SLR - December 2017 - Riley L. Pett

Compression Stockings in the Management of Fractures of the Ankle: A Randomized Controlled Trial

Reference: Sultan, M. J., Zhing, T., Morris, J., Kurdy, N., & Mccollum, C. N. (2014). Compression Stockings in the Management of Fractures of the Ankle: A Randomized Controlled Trial. The Bone & Joint Journal, 96-B(8), 1062-1069. doi:10.1302/0301-620x.96b8.32941

Scientific Literature Review

Reviewed By: Riley L. Pett, DPM
Residency Program: UPMC Pinnacle Hospital, Harrisburg, PA

Podiatric Relevance: Ankle fractures are frequently associated with a long-term sequela that includes persistent pain and joint stiffness at the two- and five-year follow-up in >70 percent of patients. Deep vein thrombosis is also an inherent risk from prolonged immobilization that presents further complications in care. Even though edema is well known to decrease healing and compression stockings have shown to decrease the risk of DVT, compression stockings are not routinely used in treatment of foot and ankle surgery. In this study, the authors compared both operative and nonoperative ankle injuries with treatment of Ankle Injury Stockings (AIS) plus Aircast boot versus tubigrip plus Aircast boot.  

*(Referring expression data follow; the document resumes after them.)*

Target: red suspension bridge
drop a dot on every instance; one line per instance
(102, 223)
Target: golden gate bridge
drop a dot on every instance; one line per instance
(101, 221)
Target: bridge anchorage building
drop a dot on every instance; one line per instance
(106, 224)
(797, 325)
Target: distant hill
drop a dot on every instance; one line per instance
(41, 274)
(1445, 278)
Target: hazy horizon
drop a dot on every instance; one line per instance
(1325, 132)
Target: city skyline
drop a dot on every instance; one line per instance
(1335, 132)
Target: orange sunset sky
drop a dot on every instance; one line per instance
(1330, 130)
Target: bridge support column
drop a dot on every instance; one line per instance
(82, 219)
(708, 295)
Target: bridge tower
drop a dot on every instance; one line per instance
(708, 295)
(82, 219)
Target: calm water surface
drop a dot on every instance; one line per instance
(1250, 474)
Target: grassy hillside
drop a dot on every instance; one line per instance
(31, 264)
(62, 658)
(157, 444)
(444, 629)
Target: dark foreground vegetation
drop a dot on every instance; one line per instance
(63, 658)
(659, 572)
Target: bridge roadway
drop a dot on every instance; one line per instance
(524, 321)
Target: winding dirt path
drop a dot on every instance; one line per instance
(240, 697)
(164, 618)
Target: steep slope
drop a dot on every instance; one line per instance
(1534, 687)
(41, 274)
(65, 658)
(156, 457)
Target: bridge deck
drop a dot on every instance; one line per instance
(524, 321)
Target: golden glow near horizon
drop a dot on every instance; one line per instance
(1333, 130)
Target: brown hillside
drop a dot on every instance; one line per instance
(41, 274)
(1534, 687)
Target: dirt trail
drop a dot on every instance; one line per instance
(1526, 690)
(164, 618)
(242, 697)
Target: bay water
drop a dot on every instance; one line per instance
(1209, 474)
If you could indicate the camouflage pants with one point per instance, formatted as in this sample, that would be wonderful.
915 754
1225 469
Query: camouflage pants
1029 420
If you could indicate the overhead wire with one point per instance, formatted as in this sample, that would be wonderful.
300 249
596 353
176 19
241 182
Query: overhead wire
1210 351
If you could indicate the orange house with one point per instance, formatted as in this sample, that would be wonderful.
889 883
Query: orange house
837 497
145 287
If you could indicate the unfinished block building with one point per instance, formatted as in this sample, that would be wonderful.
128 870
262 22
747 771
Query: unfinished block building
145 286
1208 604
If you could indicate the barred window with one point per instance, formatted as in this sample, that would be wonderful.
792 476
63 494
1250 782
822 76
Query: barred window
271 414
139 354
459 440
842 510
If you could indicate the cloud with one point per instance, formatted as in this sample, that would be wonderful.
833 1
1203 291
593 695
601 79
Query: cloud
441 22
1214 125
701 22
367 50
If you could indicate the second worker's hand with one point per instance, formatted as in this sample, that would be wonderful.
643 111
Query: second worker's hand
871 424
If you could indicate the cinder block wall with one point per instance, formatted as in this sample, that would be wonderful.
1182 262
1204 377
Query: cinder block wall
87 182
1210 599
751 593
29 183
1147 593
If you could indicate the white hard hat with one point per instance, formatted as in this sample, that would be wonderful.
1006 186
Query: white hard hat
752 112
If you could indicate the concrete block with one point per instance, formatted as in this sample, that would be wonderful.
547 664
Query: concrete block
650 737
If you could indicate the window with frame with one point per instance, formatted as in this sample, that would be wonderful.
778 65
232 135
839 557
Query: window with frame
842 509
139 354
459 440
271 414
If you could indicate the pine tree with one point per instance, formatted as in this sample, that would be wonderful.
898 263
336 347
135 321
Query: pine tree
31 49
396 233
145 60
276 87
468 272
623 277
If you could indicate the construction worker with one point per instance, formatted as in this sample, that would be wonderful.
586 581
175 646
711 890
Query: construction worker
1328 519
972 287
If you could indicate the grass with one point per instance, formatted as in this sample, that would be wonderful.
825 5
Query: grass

Methods: This was a single-center prospective, stratified, single-blind randomized controlled study comparing the treatment of ankle fractures in 90 patients with either AIS and Aircast boot versus Tubigrip and Aircast boot. Within 72 hours, Ankle injury stockings (AIS) pressure profiles were fitted using the contralateral limb for set pressures. Patients were assessed by an independent research nurse who was blinded at two, four, eight and 12 weeks and six months. Leg circumferences, Oleruder-Molander ankle score, AOFAS, quality of life questionnaires, wound assessments and venous ultrasound were compared.

Results: AIS plus Aircast boot (n=44) and Tubigrip plus Aircast boot (n=46) ankle circumference as a ratio compared to contralateral side initially had similar results at four weeks for AIS group 1.00 compared to 1.08 for control. OMAS score for group treated with AIS of 43 (four weeks) to 88 (12 weeks) was improved compared to Tubigrip group: 24 (four weeks) to 58 (12 weeks). At six months, the OMAS was 98 for the study group and 67 for the control group. Pain control at six months was 97 percent for the study group versus 33 percent for the control. Ninety-five percent of AIS had no limitation compared to 63 percent of the Tubigrip group. All in the AIS group were able to walk six blocks, while only 81 percent of the Tubigrip group were able to. SF12 score at four weeks for the AIS group was 83, while for the Tubigrip group, it was 74. Wound inspection score (high score indicates poor healing) AIS 1.55 in 12 patients compared to 3.27 in the 16 of the Tubigrip group. Painkillers were discontinued at 40 days for AIS and 52 days for the Tubigrip group. Return to work and normal activities at weeks 40 and 52 respectively for AIS, 52 and 70 days for Tubigrip. Duplex imaging at four weeks, five incidences of DVT for AIS and 10 in control.

Conclusion: In this study, the application of AIS with Aircast boot in the early stages of injury or postoperative care statistically improved outcomes in functionality, satisfaction, return to activity and decreased rate of DVT when comparing tubigrip with Aircast boot. Further studies would be interesting to compare the initial jones compressive dressing compared to AIS. In conclusion, this study reiterates the importance of edema control with healing, ROM and DVT prevention. Although the applicability of available compression stocking is limiting, further studies should compare the standard compressive dressings to the use of AIS.